La alternativa planteada por los movimientos sociales que representan las demandas de la educación, constituye hoy un hecho fundamental y trascendente dentro los ciclos políticos de afirmación de la autonomía, el desarrollo y la libertad de pueblos y comunidades. Es en ese sentido que, países como Colombia, Perú, Brasil y particularmente Chile, han puesto sus demandas en las agendas de los gobiernos de turno, implicando más de alguna incertidumbre en los Jefes de Estado del momento.

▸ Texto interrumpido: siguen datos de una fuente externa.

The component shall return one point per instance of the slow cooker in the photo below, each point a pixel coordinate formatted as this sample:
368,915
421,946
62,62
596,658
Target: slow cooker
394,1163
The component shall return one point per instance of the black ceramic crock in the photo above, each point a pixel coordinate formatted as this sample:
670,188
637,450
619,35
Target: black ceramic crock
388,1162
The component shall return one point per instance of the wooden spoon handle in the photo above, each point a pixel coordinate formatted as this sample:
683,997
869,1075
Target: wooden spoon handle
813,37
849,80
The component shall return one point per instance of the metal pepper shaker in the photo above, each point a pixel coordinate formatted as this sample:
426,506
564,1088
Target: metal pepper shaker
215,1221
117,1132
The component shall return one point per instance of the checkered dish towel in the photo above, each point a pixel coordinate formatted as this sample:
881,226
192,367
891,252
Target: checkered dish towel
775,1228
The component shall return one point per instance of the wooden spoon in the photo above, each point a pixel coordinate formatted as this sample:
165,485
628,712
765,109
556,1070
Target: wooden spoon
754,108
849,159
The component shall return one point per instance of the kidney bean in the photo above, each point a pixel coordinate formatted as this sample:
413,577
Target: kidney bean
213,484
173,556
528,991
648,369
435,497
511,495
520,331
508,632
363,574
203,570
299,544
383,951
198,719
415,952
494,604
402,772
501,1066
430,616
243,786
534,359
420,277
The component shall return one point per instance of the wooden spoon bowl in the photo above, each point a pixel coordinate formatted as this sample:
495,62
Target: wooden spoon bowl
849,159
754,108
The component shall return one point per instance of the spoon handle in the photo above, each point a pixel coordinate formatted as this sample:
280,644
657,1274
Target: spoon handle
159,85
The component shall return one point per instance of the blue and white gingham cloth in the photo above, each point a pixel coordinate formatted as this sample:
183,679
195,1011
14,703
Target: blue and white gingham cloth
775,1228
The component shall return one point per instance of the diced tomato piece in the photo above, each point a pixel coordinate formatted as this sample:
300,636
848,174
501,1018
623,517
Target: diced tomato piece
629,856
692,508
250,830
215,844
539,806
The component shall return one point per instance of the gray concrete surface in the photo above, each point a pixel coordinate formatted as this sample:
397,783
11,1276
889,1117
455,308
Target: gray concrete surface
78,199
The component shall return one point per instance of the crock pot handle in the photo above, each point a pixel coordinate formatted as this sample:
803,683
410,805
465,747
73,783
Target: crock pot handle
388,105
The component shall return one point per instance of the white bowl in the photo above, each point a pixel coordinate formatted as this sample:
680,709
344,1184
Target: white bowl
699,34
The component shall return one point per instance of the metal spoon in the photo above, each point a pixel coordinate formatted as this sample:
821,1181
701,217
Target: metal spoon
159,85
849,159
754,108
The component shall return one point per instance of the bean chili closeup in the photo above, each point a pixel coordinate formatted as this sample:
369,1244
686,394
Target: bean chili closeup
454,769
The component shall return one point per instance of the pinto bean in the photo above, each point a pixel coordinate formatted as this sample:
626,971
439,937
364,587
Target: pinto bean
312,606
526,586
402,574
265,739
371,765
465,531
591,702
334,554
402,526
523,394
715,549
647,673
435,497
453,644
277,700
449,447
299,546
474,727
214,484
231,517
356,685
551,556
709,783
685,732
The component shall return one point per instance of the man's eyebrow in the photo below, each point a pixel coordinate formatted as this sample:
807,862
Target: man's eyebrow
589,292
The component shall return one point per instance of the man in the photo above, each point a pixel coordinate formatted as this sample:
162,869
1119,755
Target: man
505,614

En este contexto los movimientos sociales y populares que se han visto en las múltiples manifestaciones por la educación, han instaurado un discurso y un debate sobre la calidad de esta, donde los países que han llevado a la discusión esta causa, han cuestionado el sistema operativo de algunas instituciones y el lucro del sistema educativo en sus respectivos países, abriendo una vez más la interrogante sobre si el modelo económico que rige a nuestra región desde hace más de tres décadas es conveniente, inclusivo y equitativo, principalmente con una de las herramientas fundamentales para toda sociedad en la búsqueda de su bienestar social, como lo es la educación.

La singularidad de estos movimientos se observan en la capacidad de aglutinar transversalmente personas de toda índole socio-económica, configurando que el tema de la educación pasa a ser un asunto de Estado, según las apreciaciones que haya en cada país en cuestión. Educación de calidad, fin al lucro, reformas sustantivas al modelo educativo imperante, evaluación a los sistemas de gestión y modernización de estructuras arcaicas de formación, son algunas de las demandas que más se repiten en los millones de “Indignados Latinoamericanos” que luchan por una causa justa, equitativa y social.

Es de suma importancia que exista una conciencia y un razonamiento por parte de las autoridades y de las estructuras de poder en cada uno de los países, debido a que la insatisfacción y carencia de solución a necesidades de la sociedad, harán que exista un efecto progresivo de estas manifestaciones sociales, dejando en evidencia que la forma con que los modelos políticos, sociales y económicos que conducen los caminos de los países latinoamericanos, no son lo suficientemente óptimos para alcanzar el bien común de una sociedad en descontento.